The one-part foam demonstrates dramatically inferior sealing performance. This should be of significant concern to engineers committed to the installation of robust cable systems.
Another issue is the misperception that such foams are fire retardant because they’re described as fire or smoke blocks. They are tested according to UL 723 for fire and smoke generation. This classification does not indicate fire retardancy and there are no pass/fail criteria for this listing. This fire/smoke property is often a selling point for such products. To quantify the fire properties, several one-part foams were tested to UL 94. Foam was sprayed on a sheet of release paper and cut into 6-inch X 2-inch X ½-inch (15.2-cm X 5.1-cm X 1.3-cm) pieces. The pieces were placed in a holder and exposed to flame for 1 minute. The flame is removed so that flame spread can be observed. The flame totally consumed the foam in 150 seconds.
One-part foams are not fire retardant. No fire rating under UL 94 can be assigned. Foams that have been engineered to seal conduits are often designed to be self-extinguishing under UL 94. These latter foams may carry an HBF Fire Retardant rating.
|Related Content: Understanding and Mitigating Manhole Explosions: An Interview with Stuart Hanebuth|
What is at Risk?
When water flows in a conduit through a failed seal, what is at risk? Is it more than just the cable (which is obviously expensive enough)? What else is downstream that can be damaged?
Analysis of the true cost of a cable and conduit installation should extend through the expected lifetime of the system itself, including estimated expenses for repair and replacement. The cost of premature cable failure, compromised electrical apparatus, damaged telecommunications equipment, ruined carpets and flooring, and even stained drywall due to failed duct seals should weigh heavily in this analysis. Consider, too, the potential cost of service outages. Is there any legal liability for any resulting damage?
The next step is to assess the source of the threat. If seals fail, will the potential damage be caused by worst-case rainfall, ocean surge, noxious gas buildup, animal infestation, etc. Can those threats be quantified? How much water head or gas pressure must be resisted for realistic integrity?
What is the Solution?
The solution is to analyze the risks and engineer the system. This includes specifying performance-based sealing materials. Don’t allow the entire system to be threatened by something many view as merely an inconsequential matter: sealing the conduit with a cheap and handy one-part canned foam.
|Related Content: Sealing Conduits for Resilient Electrical and Telecommunication Systems|
Ultimately, the solution is specification of alternate sealing products that meet performance parameters appropriate for the installation, such as two-part, closed-cell foams or mechanical seals. Sealants should be sourced from reputable manufacturers offering products developed, tested, and rated specifically for conduits.

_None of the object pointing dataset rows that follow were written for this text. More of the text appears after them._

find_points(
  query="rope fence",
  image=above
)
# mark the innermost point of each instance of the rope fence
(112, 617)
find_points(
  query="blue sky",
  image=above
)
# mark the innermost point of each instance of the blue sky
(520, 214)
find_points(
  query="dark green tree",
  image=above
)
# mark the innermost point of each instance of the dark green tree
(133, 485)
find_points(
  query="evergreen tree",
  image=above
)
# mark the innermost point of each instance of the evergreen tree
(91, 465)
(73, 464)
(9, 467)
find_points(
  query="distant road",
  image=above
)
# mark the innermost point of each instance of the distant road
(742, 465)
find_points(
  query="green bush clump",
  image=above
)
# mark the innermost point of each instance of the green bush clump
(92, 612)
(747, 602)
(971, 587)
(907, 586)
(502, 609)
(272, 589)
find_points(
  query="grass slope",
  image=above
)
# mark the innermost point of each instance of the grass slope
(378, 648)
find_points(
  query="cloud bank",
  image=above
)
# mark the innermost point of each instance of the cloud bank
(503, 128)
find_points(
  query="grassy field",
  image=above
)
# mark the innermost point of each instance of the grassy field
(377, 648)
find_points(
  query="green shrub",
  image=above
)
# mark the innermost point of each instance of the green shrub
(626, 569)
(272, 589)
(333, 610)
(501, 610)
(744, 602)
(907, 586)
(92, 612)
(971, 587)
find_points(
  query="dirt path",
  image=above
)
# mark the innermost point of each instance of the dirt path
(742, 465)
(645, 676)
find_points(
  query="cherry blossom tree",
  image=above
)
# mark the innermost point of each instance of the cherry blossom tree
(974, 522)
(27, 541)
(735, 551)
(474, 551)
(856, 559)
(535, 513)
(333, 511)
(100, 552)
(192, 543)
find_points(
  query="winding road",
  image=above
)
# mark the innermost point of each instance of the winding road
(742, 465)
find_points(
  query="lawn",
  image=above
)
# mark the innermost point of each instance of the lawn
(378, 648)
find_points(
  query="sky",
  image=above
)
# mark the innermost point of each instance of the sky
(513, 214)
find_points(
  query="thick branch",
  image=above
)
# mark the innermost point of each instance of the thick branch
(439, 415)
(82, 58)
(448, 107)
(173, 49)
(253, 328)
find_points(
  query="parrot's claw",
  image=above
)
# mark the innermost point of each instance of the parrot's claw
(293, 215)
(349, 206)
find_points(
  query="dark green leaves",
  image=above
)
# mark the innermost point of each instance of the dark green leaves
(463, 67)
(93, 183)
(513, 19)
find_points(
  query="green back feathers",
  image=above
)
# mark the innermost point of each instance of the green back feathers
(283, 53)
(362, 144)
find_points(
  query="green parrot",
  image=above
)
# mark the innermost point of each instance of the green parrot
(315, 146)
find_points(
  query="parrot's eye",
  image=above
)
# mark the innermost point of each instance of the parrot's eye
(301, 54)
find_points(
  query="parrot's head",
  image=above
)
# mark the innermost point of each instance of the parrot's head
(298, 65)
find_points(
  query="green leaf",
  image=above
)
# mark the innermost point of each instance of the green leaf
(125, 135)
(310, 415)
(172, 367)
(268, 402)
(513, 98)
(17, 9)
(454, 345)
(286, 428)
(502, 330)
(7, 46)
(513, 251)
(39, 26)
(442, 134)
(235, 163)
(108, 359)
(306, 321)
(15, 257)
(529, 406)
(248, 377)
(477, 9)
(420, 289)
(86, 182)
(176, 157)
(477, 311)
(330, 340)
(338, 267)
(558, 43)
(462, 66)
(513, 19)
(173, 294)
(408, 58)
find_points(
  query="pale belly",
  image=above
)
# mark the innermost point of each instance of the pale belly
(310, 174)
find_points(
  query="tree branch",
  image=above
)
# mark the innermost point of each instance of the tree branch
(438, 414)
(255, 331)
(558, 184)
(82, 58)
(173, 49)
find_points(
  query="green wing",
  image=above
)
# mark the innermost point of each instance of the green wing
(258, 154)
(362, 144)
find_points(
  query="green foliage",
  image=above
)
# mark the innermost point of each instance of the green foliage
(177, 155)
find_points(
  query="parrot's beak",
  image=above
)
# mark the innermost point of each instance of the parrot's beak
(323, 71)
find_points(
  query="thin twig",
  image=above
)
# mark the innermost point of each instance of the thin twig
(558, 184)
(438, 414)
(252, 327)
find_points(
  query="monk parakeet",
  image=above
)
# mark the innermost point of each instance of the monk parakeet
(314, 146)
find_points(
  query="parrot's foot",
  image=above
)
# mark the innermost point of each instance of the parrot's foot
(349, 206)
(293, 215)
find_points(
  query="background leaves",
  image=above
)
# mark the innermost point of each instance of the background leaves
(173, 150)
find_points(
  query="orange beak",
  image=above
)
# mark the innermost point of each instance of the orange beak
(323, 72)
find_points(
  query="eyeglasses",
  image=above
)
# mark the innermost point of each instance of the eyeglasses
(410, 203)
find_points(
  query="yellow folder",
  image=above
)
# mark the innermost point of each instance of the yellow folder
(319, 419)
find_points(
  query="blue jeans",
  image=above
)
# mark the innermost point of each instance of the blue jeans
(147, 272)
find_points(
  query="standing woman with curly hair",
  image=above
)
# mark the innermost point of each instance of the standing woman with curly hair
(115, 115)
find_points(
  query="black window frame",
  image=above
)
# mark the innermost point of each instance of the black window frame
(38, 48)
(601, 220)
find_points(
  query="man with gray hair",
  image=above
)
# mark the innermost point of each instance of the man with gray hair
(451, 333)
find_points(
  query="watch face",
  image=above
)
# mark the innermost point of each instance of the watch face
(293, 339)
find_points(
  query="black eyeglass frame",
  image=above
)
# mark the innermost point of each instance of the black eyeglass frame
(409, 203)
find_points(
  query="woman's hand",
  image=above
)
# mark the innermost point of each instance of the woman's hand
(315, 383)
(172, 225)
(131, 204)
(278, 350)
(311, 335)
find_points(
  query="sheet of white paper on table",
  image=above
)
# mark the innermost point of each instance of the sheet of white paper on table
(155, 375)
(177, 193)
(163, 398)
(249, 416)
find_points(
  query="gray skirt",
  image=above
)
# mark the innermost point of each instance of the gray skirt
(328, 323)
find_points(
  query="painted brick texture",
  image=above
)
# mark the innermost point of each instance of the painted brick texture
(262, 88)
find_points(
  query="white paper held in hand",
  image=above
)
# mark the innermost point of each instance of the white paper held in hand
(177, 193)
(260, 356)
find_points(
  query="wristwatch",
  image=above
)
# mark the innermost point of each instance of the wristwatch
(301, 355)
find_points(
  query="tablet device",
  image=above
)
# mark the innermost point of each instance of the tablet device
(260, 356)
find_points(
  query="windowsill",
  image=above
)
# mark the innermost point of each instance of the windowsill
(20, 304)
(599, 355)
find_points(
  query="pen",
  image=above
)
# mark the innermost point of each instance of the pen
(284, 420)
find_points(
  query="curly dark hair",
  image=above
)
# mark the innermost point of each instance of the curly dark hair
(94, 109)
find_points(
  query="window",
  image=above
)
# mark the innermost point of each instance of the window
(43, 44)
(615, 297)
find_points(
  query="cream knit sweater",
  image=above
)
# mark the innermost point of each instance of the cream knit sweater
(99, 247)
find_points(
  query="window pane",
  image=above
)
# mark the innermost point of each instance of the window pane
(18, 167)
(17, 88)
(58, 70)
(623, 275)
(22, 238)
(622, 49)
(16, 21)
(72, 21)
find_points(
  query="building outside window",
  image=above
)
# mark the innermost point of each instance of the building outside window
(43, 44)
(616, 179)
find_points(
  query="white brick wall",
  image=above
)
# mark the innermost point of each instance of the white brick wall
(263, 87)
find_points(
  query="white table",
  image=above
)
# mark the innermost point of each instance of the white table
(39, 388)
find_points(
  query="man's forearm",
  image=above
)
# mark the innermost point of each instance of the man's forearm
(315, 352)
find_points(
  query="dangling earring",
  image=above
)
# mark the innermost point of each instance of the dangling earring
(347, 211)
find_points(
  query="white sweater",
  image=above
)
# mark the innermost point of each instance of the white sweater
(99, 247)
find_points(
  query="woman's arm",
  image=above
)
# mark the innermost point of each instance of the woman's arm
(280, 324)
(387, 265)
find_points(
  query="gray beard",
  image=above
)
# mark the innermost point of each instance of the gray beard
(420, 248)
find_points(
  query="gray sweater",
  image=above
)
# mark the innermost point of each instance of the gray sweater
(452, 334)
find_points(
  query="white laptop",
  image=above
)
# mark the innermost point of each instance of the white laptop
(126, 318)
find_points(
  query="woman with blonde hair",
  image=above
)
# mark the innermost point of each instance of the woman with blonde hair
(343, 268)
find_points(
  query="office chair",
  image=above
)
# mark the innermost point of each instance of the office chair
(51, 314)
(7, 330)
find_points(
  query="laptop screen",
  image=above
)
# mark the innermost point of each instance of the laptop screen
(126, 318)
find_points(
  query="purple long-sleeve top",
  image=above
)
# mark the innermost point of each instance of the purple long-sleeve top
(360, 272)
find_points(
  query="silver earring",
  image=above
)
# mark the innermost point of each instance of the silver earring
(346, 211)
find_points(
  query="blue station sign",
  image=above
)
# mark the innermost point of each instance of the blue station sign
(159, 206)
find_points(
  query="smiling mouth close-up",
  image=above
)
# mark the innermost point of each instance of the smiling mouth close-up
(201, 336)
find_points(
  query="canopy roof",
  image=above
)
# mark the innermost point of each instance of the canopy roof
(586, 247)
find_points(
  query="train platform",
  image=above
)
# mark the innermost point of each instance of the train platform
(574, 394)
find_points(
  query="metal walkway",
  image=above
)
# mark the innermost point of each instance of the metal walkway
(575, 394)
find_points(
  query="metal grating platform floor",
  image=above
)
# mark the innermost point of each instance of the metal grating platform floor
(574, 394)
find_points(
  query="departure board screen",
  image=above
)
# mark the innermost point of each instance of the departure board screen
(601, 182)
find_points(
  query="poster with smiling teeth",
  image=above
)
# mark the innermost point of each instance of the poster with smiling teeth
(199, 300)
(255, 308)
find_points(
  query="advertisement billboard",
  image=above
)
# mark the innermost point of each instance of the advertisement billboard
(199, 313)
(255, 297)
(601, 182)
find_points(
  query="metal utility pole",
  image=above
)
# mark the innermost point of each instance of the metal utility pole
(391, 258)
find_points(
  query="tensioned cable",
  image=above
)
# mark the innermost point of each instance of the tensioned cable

After the 2011 tsunami disaster at the Fukushima nuclear plant in Japan, a worldwide reevaluation of flooding hazards and mitigation at all other nuclear sites soon followed. Suffice it to say that today very few of the critically important conduits at nuclear plants are sealed with one-part aerosol foam. Such seals are engineered for robust performance and long-term integrity. That attention to detail and quality could pay dividends at countless other cable installations worldwide.